LA CONVIVENCIA, ESE FILTRO IMPIADOSO
Mi desafío para lograr una pareja próspera pasa por la
convivencia, una instancia que nunca experimenté bien con Lautaro Droivieux. Me
llamo Gianette, soy contadora de profesión, nunca ejercí, pero subsisto como
empleada administrativa en el Banco Municipal y dando clases pakua, un arte
marcial chino. Cuando caí en la cuenta que la soledad es un hábito silencioso
que se adosa en la piel como la cera depiladora, y nos acomoda la intolerancia
o los prejuicios, decidí invitar a Joana – mi prima hermana -, a que se quede
en mi departamento.
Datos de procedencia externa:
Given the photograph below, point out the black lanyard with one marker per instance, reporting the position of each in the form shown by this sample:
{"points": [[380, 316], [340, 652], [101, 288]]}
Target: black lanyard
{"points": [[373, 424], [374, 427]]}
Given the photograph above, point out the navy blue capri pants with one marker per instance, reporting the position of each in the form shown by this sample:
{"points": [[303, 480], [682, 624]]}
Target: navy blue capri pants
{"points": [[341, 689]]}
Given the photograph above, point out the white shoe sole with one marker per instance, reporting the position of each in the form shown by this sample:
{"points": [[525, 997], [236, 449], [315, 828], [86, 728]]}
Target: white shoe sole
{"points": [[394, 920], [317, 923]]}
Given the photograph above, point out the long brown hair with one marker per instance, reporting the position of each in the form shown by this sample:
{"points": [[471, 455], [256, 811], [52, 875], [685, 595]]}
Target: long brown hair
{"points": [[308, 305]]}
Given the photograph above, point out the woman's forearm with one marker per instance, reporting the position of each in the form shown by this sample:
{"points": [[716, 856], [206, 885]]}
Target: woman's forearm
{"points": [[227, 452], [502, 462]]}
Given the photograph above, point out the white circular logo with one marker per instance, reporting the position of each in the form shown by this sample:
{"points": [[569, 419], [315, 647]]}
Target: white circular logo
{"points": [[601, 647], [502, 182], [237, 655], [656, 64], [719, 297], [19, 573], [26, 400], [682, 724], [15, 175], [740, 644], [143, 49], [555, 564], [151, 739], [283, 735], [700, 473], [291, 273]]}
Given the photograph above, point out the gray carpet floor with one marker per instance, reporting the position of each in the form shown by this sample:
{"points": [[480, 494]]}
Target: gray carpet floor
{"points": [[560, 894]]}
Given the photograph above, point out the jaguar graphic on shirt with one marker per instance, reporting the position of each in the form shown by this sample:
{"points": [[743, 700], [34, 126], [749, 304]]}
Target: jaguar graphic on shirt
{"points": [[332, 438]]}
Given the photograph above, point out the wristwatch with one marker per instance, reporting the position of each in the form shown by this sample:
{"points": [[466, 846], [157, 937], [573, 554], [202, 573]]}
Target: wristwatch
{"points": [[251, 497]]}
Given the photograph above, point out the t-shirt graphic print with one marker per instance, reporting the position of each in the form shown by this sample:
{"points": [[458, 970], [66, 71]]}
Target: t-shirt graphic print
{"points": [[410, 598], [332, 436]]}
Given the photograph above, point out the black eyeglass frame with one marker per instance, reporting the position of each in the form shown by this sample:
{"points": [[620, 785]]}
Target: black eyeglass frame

El vencimiento de su contrato de alquiler sumado a su falta
de medios para renovarlo reforzaron la decisión. Si bien fui conciente que
ningún grupo de compañeras que vienen a estudiar a la ciudad desde el interior
del país (ni siquiera siendo dos) logran convivir más de un año y medio, por los
lazos de sangre que nos unían más mi necesidad de abrirme, aposté a poder
lograr un vínculo duradero bajo el mismo techo.
En realidad, antes de relatar el penoso devenir por
medio del cual un vínculo afectivo termina por estropearse definitivamente,
debo remontarme más atrás en el tiempo y dejar en claro cómo fue que pude
disponer de mi espacio y tiempo para aceptar una convivencia con Joana, cómo
llegué a esa situación. Y eso fue la consecuencia de mi ruptura con Lautaro.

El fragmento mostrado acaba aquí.